Les progrès de l’espérance de vie, depuis deux siècles, ont été spectaculaires. Dans un premier temps, les gains sur la mortalité ont été concentrés aux âges jeunes et adultes. Il y a deux siècles, l’espérance de vie masculine à la naissance était - en France - de l’ordre de 27 ans, et 21% seulement des hommes d’une génération atteignaient 60 ans. Dans les conditions de 1950, 70% atteignaient le même âge - plus de trois fois plus.
Pourtant, et très paradoxalement, ce n’est pas cette évolution qui a été responsable du vieillissement parallèle de la population française, c’est-à-dire de l’augmentation de la proportion des personnes âgées. C’est la baisse continue de la fécondité qui a transformé la pyramide des âges, le nombre d’enfants par femme étant passé de cinq à deux au cours de la même période.
Mais, depuis quelques décennies seulement, un nouveau mouvement est en cours : les progrès sur la mortalité, devenus négligeables aux âges jeunes, se concentrent sur les âges les plus élevés. Dans cette génération du XVIIIe siècle que j’évoquais, les 21% d’hommes atteignant 60 ans vivaient ensuite encore, en moyenne, 12 ans ; dans les conditions de 1950, cette espérance de vie n’avait progressé que de 3 ans. Aujourd’hui, l’espérance de vie (masculine) à 60 ans dépasse 20 ans, et demain, en 2050, elle dépassera 26 ans ; pour les femmes, les chiffres sont encore plus élevés. Non seulement, donc, un nombre de plus en plus élevé d’hommes et de femmes atteignent ce que l’on appelle le « troisième âge », mais ensuite ils survivent de plus en plus longtemps. Et nul ne sait jusqu’où pourront aller les gains en termes d’espérance de vie.

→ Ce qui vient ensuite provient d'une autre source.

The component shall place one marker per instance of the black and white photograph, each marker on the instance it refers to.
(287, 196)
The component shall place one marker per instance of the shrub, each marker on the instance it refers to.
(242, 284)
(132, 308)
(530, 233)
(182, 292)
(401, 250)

Nos sociétés entrent donc maintenant dans une ère totalement inconnue, où la plus grande partie d’une génération atteindra 60 ans, au moins la moitié survivra à 80 ans, et où les effectifs de centenaires - voire de « super-centenaires » (l10 ans et plus) - croîtront considérablement. Quand cohabitent, non plus deux ou trois générations, mais quatre ou cinq, c’est toute l’organisation de la société qui est à repenser.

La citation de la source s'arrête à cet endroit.